[RFC] Proposal to make LLVM-IR endian agnostic

One of the projects I am working on with others is to make LLVM-IR endian agnostic.

So, I am sending out this proposal for feedback to the LLVM community. I’ve attached

pretty version of the proposal in PDF format and pasted a 80-column safe text version

below.

I’m looking forward to comments and feedback.

Thanks,

Micah Villmow

Text of Proposal:

RFC-SPIR.pdf (263 KB)

FWIW here is another way to do it (which is approximately what ClamAV does currently) by introducing just one intrinsic:
declare i1 @llvm.is_bigendian()

The advantage is that you can implement htonl() and ntohl() like functionality without using a temporary memory location.
Actually I think having the 2 intrinsics you suggest and the is_bigendian() intrinsic would be optimal:
you can use your 2 intrinsics for initial codegen, and mem2reg can transform it to is_bigendian().

For load/store:
<type> %val = load <type>* %ptr
<type> %sval = bswap.i<type> %val
%result = <type> select @llvm.is_bigendian(), %val, %sval

For htonl():
<type> %sval = bswap.i<type> %val
%result = <type> select @llvm.is_bigendian(), %val, %sval

(store is similar, byteswap before the store)

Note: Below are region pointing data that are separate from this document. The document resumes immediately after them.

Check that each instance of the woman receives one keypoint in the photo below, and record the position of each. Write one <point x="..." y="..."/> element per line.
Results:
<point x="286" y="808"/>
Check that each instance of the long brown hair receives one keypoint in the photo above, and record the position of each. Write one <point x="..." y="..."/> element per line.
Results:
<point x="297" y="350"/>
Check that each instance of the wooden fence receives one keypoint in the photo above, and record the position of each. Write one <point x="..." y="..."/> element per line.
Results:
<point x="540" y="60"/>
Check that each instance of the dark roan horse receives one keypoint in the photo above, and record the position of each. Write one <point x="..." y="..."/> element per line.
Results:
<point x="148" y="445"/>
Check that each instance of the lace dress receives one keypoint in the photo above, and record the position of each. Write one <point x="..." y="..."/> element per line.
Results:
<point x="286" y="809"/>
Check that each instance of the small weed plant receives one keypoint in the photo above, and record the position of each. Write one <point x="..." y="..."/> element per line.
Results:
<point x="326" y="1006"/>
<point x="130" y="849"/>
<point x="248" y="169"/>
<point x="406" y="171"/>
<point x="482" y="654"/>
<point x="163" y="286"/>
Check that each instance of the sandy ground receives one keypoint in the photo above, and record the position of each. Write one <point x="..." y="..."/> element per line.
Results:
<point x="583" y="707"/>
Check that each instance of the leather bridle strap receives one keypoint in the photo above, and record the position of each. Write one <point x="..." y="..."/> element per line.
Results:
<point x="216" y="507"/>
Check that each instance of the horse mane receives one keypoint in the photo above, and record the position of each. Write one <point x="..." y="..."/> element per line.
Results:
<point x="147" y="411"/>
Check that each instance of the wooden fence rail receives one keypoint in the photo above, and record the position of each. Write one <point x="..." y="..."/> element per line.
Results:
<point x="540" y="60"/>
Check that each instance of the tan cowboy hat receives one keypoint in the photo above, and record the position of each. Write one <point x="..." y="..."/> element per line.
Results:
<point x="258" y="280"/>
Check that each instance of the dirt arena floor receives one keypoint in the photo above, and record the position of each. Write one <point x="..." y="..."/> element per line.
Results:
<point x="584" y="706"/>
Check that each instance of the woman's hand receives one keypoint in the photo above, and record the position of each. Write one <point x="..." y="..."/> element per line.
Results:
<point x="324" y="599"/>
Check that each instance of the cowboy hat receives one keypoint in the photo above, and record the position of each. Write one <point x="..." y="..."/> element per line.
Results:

At bytecode JIT time / assembly emission time @llvm.is_bigendian() is a known constant, and constant propagation is
used to throw away the unwanted code path, so it becomes either:

<type> %result = load <type>* %ptr

or

<type> %val = load <type>* %ptr
<type> %result = bswap.i<type> %val

Best regards,
--Edwin

Hi Micah,

I’m no core developer, but FWIW here are my thoughts:

I’m general I think the patch is too OpenCL oriented, and I have some niggling qualms about other parts. Specifically (comments inline):

Hi Edwin,

FWIW here is another way to do it (which is approximately what ClamAV does currently) by introducing just one intrinsic:
declare i1 @llvm.is_bigendian()

why is an intrinsic needed? It is easy to write a small LLVM IR function
that computes this. For example:

define i1 @is_big_endian() {
   %ip = alloca i16
   store i16 1, i16* %ip
   %cp = bitcast i16* %ip to i8*
   %c = load i8* %cp
   %r = icmp eq i8 %c, 0
   ret i1 %r
}

Ciao, Duncan.

Hi Edwin,

FWIW here is another way to do it (which is approximately what ClamAV does currently) by introducing just one intrinsic:
declare i1 @llvm.is_bigendian()

why is an intrinsic needed?

You are right its not.

It is easy to write a small LLVM IR function

that computes this. For example:

define i1 @is_big_endian() {
   %ip = alloca i16
   store i16 1, i16* %ip
   %cp = bitcast i16* %ip to i8*
   %c = load i8* %cp
   %r = icmp eq i8 %c, 0
   ret i1 %r
}

Indeed that can be optimized away, but it needs inlining to be run to make the callers completely go away.

Best regards,
--Edwin

From: llvmdev-bounces@cs.uiuc.edu [mailto:llvmdev-bounces@cs.uiuc.edu]
On Behalf Of Török Edwin
Sent: Monday, October 03, 2011 2:00 PM
To: llvmdev@cs.uiuc.edu
Subject: Re: [LLVMdev] [RFC] Proposal to make LLVM-IR endian agnostic

> One of the projects I am working on with others is to make LLVM-IR
endian agnostic.
>
>
>
> So, I am sending out this proposal for feedback to the LLVM
community. I've attached
>
> pretty version of the proposal in PDF format and pasted a 80-column
safe text version
>
> below.
>
>
>
> A second smaller set could be:
>
> declare <type> @llvm.portable.load.<type>(<type>* ptr, i32 alignment,
>
> i1 host, i1 littleEndian, i1 atomic, i1 volatile,
>
> i1 nontemporal, i1 singlethread)
>
>
>
> declare void @llvm.portable.store.<type>(<type> data, <type>* ptr,
>
> i32 alignment, i1 host, i1 littleEndian, i1 atomic, i1 volatile,
>
> i1 nontemporal, i1 singlethread)

FWIW here is another way to do it (which is approximately what ClamAV
does currently) by introducing just one intrinsic:
declare i1 @llvm.is_bigendian()

[Villmow, Micah] I think the big difference in our requirements is that we can have both big endian(host) and little endian(device), or vice versa, accesses to the same pointer. So a global is_bigendian intrinsic would not work for what we are attempting to accomplish.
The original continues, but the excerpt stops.